If there's one thing that makes me sick
It's when someone tries to hide behind politics

The Ramones: "Bonzo Goes to Bitburg"

Nice post on Grass' recent revelation here. I couldn't finish "The Tin Drum" or "The Flounder," but I enjoy Grass' more recent work, especially "My Century" and "Crabwalk." I'm thinking if there's a place to dig for clues it's in the chapters of "My Century" where the aging German journalists gather and reminisce about what they did during the war.

The Germans have their own take on this, their own grappling to do, but the point of much of the criticism from the U.S. seems to be Grass' commentary on Reagan's 1985 trip to Bitburg cemetery.

One of my walk-on extra parts in the stage of Cold War history was to have been in the room at the White House when Reagan made that ill-received remark about some young SS soldiers being victims of Naziism. I thought he was right then and I still think so. But really the whole flap was about American politics, not German history.

Look at a German literary intellectual like Brecht, who reacted to the Nazis in the absolutely correct way yet still behaved like an asshole for the rest of his career. He'd have cut a far more insulting figure than Grass to Americans had Brecht been around in the 1980s. At least Brecht's comments about America can be mitigated by the excuse of his having been hauled before HUAC. Frankly, you'd be hard-pressed to find any German intellectuals anywhere in that era who had good things to say about the U.S. or Reagan. Believe me, I was there.

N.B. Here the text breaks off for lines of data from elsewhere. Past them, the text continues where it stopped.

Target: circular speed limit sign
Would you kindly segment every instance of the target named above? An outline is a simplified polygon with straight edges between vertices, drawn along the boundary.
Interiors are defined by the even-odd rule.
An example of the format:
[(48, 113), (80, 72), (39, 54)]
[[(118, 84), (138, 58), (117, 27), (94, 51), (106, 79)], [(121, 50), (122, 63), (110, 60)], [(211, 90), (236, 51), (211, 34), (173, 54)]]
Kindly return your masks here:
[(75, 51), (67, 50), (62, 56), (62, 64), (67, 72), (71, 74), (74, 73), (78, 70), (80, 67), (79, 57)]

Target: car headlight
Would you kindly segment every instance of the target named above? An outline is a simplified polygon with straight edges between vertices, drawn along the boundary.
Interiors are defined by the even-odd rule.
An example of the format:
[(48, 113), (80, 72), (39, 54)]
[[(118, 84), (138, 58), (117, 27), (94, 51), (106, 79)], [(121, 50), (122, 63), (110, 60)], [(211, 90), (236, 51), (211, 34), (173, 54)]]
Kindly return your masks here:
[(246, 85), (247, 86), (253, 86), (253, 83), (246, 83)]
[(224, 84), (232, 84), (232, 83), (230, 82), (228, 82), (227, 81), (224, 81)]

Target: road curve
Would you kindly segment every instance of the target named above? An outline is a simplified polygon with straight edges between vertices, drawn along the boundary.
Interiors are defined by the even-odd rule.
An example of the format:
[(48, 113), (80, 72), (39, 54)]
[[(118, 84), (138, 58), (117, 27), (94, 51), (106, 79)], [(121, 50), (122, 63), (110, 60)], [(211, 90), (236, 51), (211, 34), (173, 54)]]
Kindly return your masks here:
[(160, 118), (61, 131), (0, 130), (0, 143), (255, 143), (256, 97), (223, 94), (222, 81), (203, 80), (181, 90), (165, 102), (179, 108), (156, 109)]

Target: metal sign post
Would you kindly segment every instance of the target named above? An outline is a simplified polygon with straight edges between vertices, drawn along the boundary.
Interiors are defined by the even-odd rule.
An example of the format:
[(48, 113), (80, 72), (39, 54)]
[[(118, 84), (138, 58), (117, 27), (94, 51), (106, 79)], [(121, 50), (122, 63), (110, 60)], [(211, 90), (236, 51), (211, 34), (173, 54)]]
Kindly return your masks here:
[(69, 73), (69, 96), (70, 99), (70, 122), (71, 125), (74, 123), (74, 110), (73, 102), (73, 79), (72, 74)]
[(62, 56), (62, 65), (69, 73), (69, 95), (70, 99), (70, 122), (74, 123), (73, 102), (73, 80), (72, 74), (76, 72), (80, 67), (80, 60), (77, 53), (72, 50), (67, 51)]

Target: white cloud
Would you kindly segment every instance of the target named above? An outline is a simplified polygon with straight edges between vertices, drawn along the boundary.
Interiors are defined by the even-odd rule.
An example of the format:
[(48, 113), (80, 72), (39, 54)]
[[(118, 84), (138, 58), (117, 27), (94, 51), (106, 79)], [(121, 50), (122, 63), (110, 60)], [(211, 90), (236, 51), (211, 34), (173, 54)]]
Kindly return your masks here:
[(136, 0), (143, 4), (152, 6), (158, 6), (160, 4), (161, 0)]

Anyone who expects writers to be personally heroic just because they're writers is making a big mistake. Lord Byrons are far between. And even he made a hash of his personal reputation and rewrote his past to his advantage. Lord knows what all was in the autobiography manuscript that Murray burned.

Fiction writers don't get to hector their contemporaries because they're perfect. Fact is, they're all more or less amoral vampires who sell out every emotional connection they make by mining it for fresh paragraphs for the publisher. Fiction writers lie for a living. They turn reality into something else.

No, they get that privilege for something else. Maybe it's because if they're good enough to read, they've been rooting down in the foul stuff inside themselves for so long they can smell it on other people. I suspect the whiff of it makes them physically ill. They fancy they are smelling it even when they're not, but they get it right often enough to be worth listening to.